Hepatic cirrhosis with ascites and edema.
Malignant ascites.
Nephrotic syndrome.
Diagnosis and treatment of primary hyperaldosteronism.
4.2 Posology and method of administration
Administration of spironolactone once daily with a meal is recommended.
Adults
Congestive cardiac failure
The usual dosage is 100 mg/day. In difficult or severe cases, the dosage may be gradually increased up to 400 mg/day. When edema is controlled, the usual maintenance level is 75 mg/day to 200 mg/day.
Hepatic cirrhosis with ascites and edema
If urinary Na+/K+ ratio is greater than 1.0, the usual adult dose is 100 mg/day. If the ratio is less than 1.0, the usual adult dose is 200 mg/day to 400 mg/day. Maintenance dosage should be individually determined.
Malignant ascites
Initial dose is usually 100 mg/day to 200 mg/day. In severe cases the dosage may be gradually increased up to 400 mg/day. When edema is controlled, maintenance dosage should be individually determined.
Nephrotic syndrome
The usual adult dose is 100 mg/day to 200 mg/day. Spironolactone has not been shown to be anti-inflammatory, or to affect the basic pathological process. Its use is only advised if glucocorticoids by themselves are insufficiently effective.

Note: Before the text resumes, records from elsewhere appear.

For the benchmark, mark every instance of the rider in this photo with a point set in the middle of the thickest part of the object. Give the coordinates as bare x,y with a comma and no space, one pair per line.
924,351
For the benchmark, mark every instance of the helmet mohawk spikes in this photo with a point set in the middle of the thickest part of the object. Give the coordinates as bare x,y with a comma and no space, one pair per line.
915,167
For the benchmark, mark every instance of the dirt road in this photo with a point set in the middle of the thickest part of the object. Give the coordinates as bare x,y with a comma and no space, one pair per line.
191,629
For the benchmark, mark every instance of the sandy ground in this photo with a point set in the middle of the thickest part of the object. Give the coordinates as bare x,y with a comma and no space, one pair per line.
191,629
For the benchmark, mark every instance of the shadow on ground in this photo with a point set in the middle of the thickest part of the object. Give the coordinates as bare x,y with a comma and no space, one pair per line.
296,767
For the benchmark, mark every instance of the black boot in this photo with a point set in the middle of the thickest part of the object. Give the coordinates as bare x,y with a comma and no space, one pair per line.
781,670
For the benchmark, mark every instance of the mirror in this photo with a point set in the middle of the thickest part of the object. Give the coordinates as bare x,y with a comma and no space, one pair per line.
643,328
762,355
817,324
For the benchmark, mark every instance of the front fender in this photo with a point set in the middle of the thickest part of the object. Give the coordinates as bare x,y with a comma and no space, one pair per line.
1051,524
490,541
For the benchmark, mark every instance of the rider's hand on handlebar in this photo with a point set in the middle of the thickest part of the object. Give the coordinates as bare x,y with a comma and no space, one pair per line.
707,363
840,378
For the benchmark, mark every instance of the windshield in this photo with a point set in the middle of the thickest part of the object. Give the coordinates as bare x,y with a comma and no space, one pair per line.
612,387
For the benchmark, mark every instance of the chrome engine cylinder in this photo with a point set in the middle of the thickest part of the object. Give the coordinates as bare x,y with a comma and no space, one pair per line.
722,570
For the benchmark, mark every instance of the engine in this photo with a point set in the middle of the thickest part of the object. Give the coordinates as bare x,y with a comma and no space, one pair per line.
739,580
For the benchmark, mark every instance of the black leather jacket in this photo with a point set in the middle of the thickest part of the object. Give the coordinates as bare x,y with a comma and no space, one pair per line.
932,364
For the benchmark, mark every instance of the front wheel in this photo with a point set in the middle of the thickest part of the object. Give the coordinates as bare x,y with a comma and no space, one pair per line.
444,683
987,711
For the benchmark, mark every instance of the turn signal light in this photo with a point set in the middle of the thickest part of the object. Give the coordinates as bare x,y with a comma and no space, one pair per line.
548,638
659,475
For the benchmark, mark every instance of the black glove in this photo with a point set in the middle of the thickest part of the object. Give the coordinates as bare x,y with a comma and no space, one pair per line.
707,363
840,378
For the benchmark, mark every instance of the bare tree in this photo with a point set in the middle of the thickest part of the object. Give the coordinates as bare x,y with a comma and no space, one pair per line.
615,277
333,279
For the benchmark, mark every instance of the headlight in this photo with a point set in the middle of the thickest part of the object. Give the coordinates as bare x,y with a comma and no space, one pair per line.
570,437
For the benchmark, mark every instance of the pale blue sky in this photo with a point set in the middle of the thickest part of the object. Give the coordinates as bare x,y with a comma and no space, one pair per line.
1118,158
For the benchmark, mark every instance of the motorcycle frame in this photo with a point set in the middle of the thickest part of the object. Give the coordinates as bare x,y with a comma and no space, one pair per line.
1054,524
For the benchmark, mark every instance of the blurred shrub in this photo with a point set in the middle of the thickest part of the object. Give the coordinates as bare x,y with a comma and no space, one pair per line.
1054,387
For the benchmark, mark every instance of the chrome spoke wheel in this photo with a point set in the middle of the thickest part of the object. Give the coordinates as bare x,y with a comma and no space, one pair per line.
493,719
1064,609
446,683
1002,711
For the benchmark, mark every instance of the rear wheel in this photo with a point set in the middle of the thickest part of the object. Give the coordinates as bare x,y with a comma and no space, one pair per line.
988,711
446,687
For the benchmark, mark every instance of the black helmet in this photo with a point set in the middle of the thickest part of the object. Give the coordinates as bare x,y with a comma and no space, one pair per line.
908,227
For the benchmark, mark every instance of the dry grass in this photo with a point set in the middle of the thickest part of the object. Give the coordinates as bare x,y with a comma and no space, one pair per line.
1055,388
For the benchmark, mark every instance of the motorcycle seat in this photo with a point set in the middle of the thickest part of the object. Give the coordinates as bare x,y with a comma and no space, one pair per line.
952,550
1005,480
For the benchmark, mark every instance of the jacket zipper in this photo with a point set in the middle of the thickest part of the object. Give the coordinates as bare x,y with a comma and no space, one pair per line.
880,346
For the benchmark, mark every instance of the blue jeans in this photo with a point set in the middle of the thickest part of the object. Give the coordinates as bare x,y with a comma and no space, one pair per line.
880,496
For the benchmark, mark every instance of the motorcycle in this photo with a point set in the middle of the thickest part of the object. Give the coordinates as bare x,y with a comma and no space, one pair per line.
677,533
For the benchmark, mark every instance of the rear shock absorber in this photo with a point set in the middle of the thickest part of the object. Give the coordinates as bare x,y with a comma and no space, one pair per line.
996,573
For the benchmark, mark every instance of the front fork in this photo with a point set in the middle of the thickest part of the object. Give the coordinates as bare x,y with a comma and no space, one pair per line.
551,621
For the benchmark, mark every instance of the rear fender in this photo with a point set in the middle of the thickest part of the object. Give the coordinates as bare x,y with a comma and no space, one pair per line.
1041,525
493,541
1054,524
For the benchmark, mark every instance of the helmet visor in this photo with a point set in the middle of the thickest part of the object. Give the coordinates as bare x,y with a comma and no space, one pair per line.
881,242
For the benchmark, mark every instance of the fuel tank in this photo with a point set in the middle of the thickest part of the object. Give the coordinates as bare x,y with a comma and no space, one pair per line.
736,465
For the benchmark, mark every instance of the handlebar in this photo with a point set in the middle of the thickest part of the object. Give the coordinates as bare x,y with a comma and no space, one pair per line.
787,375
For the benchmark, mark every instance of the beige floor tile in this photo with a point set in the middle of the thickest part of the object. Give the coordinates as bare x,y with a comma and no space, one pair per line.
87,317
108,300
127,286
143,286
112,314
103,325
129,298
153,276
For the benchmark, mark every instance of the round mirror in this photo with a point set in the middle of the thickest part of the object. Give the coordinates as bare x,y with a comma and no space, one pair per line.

Diagnosis and treatment of primary hyperaldosteronism
Spironolactone may be employed as an initial diagnostic measure to provide presumptive evidence of primary hyperaldosteronism while patients are on normal diets.
Long test: Daily adult dose of 400 mg for 3 to 4 weeks. Correction of hypokalemia and hypertension provides presumptive evidence for the diagnosis of primary hyperaldosteronism.
Short test: Daily dosage of 400 mg for 4 days. If serum potassium increases during spironolactone administration, but drops when spironolactone is discontinued, a presumptive diagnosis of primary hyperaldosteronism should be considered.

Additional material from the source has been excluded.